Александр Герцен - Том 11. Былое и думы. Часть 6-8
– Дорого у вас здесь в Англии б-берут на таможне, – сказал он, слегка заикаясь, окончив курс своей всеобщей истории.
– За товары, может, – заметил я, – а к путешественникам custom-house[411] очень снисходителен.
– Не скажу – я заплатил шиллингов 15 за крок-кодила.
– Да это что такое?
– Как что? Да просто крок-кодил.
Я сделал большие глаза и спросил его:
– Да вы, князь, что же это: возите с собой крокодила вместо паспорта – стращать жандармов на границах?

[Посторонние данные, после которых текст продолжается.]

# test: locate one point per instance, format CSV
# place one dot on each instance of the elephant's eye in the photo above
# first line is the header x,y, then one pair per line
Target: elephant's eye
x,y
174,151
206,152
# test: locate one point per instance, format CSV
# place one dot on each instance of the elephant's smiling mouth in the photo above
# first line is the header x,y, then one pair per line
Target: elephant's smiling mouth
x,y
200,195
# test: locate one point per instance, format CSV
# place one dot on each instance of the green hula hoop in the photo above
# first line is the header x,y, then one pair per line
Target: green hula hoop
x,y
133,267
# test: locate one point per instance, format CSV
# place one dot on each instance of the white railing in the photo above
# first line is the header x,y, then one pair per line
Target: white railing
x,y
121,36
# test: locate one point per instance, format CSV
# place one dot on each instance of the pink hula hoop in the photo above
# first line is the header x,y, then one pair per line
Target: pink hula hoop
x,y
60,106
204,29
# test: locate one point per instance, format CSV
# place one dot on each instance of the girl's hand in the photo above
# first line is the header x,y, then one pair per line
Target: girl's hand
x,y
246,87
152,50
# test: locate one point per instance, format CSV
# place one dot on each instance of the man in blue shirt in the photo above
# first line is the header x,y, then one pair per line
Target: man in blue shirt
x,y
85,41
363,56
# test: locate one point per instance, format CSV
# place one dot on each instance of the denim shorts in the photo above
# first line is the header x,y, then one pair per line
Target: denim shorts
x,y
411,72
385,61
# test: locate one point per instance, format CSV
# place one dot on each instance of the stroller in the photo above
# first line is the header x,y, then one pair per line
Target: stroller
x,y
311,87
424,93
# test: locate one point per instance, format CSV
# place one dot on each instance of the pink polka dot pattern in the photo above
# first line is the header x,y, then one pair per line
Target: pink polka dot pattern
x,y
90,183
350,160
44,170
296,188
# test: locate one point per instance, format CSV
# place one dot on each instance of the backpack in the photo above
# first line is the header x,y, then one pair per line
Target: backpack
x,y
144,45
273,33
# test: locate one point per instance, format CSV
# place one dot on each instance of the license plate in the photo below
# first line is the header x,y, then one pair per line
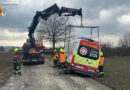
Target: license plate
x,y
91,70
78,66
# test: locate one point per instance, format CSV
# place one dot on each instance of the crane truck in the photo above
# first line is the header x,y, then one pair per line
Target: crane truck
x,y
33,52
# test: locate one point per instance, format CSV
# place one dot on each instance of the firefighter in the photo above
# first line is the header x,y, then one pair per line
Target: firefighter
x,y
101,63
55,58
16,62
62,61
49,56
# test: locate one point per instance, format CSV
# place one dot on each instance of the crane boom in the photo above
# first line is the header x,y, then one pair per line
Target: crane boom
x,y
47,13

– Такой случай. Я в Александрии гулял, а тут какой-то арабчонок продает крокодила. Понравился, я и купил.
– Ну, а арабчонка купили?
– Ха, ха! Нет.
Через неделю князь был уже инсталирован[412] в Porchester terrace, т. е. в очень дорогой части города, в большом доме. Он начал с того, что велел на веки вечные, вопреки английскому обычаю, открыть настежь вороты и поставил в вечном ожидании у подъезду пару серых лошадей в яблоках. Он зажил в Лондоне, как в Козлове, как в Тамбове.
Денег у него, разумеется, не было, т. е. были несколько тысяч франков на афишу и заглавный лист лондонской жизни, – их он тотчас истратил, но пыль в глаза бросил и успел на несколько месяцев обеспечиться благодаря английской тупоумной доверчивости, от которой иностранцы всего континента не могут еще поднесь отучить их.

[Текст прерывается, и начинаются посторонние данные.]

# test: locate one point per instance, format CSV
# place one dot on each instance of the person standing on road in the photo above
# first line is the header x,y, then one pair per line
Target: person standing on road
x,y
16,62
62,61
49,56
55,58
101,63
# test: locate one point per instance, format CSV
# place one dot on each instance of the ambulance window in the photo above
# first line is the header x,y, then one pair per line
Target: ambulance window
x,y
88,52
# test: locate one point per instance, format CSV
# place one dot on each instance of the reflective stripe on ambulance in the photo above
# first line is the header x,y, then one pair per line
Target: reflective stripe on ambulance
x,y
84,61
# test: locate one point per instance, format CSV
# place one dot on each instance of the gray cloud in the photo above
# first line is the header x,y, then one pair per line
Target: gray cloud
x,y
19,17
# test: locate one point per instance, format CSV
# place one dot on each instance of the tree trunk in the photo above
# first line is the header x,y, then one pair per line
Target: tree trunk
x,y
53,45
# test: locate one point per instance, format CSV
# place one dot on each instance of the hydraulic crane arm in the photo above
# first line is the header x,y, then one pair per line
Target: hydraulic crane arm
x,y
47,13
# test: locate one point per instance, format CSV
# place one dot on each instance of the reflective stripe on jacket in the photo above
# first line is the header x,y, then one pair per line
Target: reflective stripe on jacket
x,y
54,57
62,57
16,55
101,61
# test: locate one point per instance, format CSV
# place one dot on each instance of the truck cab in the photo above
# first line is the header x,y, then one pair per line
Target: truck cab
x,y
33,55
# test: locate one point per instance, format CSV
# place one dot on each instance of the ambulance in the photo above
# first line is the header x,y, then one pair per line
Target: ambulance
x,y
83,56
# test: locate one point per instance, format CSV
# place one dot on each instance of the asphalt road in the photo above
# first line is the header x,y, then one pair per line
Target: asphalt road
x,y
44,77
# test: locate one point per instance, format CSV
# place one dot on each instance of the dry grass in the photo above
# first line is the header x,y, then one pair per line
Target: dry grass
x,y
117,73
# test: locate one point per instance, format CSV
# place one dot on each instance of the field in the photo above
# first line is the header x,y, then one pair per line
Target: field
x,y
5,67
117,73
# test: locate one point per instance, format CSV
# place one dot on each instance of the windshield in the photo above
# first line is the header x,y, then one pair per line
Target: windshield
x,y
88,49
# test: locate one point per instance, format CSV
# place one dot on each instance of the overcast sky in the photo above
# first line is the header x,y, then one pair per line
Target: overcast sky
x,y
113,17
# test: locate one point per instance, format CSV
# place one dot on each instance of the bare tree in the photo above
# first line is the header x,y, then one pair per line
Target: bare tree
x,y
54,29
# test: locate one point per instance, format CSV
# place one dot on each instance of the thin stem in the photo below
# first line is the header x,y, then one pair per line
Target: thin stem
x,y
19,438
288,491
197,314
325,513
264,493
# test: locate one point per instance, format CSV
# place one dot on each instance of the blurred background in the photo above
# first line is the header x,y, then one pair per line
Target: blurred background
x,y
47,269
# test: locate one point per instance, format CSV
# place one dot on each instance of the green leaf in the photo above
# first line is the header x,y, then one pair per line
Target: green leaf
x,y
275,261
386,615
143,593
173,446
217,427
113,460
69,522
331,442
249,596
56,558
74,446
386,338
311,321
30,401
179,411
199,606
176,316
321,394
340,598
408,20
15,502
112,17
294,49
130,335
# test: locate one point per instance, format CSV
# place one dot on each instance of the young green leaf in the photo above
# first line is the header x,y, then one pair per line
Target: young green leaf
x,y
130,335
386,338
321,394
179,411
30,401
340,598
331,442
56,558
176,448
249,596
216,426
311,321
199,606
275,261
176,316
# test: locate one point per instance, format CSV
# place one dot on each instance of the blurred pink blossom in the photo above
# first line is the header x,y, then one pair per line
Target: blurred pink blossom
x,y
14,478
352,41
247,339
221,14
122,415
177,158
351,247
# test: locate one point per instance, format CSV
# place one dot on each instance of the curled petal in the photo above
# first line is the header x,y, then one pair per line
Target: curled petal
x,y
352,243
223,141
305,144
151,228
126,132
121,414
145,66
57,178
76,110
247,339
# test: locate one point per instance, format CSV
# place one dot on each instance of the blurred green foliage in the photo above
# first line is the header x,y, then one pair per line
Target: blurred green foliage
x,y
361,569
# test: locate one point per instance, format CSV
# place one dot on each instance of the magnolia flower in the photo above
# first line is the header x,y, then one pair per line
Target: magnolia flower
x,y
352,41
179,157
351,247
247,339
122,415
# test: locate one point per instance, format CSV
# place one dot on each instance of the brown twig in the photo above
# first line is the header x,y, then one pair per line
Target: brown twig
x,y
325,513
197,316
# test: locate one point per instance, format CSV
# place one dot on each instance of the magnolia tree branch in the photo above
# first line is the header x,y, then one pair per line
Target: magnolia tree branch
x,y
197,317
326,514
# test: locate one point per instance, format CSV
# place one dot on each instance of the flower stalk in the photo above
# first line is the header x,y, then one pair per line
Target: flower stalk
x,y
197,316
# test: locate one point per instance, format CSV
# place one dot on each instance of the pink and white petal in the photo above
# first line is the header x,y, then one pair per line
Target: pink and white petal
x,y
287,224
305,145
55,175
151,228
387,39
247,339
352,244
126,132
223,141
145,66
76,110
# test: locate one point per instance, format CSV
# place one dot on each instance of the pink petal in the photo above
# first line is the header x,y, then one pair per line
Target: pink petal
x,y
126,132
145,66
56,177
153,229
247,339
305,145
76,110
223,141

Но князь шел на всех парах… Начались концерты. Лондон был удивлен княжеским титулом на афише, и во второй концерт зала была полна (St. James’s Hall, Piccadilly). Концерт был великолепный. Как Голицын успел так подготовить хор и оркестр – это его тайна, но концерт был совершенно из ряду вон. Русские песни и молитвы, «Камаринская» и обедня, отрывки из оперы Глинки и из евангелья («Отче наш») – все шло прекрасно.
Дамы не могли налюбоваться колоссальными мясами красивого ассирийского бога, величественно и грациозно поднимавшего и опускавшего свой скипетр из слоновой кости. Старушки вспоминали атлетические формы императора Николая, победившего лондонских дам всего больше своими обтянутыми лосинными, белыми, как русский снег, кавалергардскими collants[413].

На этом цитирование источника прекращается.